Por Redacción

Ciudad de Mexico, 15 de marzo de 2026.- La tensión geopolítica y económica entre China y Estados Unidos generó esta semana repercusiones directas en México, con una depreciación del peso mexicano y un cruce de acusaciones por seguridad regional. Mientras el gobierno de Donald Trump logra una comisión de alrededor de 10,000 millones de dólares por la venta forzada de la aplicación TikTok a empresarios estadounidenses, China criticó públicamente la iniciativa de defensa estadounidense ‘Escudo de las Américas’. En paralelo, un parque eólico marino en Estados Unidos, previamente bloqueado por motivos de seguridad nacional, inició operaciones tras un desbloqueo judicial, y el peso mexicano se depreció a un nivel cercano a los 17.95 unidades por dólar.

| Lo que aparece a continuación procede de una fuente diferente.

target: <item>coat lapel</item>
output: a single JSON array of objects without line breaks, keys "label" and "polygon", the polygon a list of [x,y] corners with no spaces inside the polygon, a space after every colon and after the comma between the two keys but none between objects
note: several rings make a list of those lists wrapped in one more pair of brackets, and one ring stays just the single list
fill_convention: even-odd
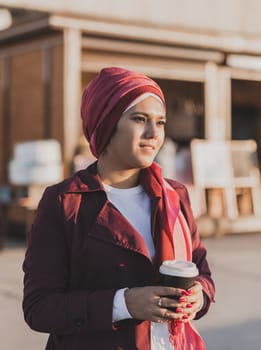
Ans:
[{"label": "coat lapel", "polygon": [[142,236],[108,200],[105,202],[88,235],[121,248],[132,250],[150,259]]}]

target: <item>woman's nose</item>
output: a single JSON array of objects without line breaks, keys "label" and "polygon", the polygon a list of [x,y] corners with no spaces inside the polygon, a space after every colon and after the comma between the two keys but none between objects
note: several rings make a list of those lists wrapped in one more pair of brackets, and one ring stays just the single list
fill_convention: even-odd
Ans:
[{"label": "woman's nose", "polygon": [[146,124],[145,136],[147,138],[157,138],[158,130],[156,123],[150,122]]}]

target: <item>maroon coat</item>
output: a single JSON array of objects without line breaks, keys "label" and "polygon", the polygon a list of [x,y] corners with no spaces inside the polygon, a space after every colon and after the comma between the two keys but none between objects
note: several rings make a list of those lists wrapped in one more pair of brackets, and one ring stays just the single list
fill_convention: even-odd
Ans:
[{"label": "maroon coat", "polygon": [[[213,300],[214,285],[187,191],[171,184],[191,230],[193,261],[207,296],[201,317]],[[151,197],[154,238],[157,204],[158,198]],[[155,285],[158,267],[141,236],[107,200],[96,164],[46,189],[23,268],[25,320],[32,329],[50,333],[46,349],[150,349],[149,322],[113,324],[112,306],[119,288]]]}]

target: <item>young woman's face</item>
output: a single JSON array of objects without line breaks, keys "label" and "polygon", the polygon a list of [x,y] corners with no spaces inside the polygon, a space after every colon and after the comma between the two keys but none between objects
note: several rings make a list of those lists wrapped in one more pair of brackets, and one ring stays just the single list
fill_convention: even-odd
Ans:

La compleja relación entre las dos potencias se evidenció en múltiples frentes. Según reportes del Wall Street Journal, el gobierno estadounidense recibirá una comisión aproximada de 10,000 millones de dólares por mediar y permitir la venta de TikTok, propiedad de la china ByteDance, a un consorcio de inversores estadounidenses afines a Trump. Esta transacción pone fin a un prolongado conflicto en el que Washington alegaba riesgos de seguridad nacional, aunque la obtención de un beneficio económico sustancial para el fisco estadounidense ha sido señalada como una contradicción en su postura.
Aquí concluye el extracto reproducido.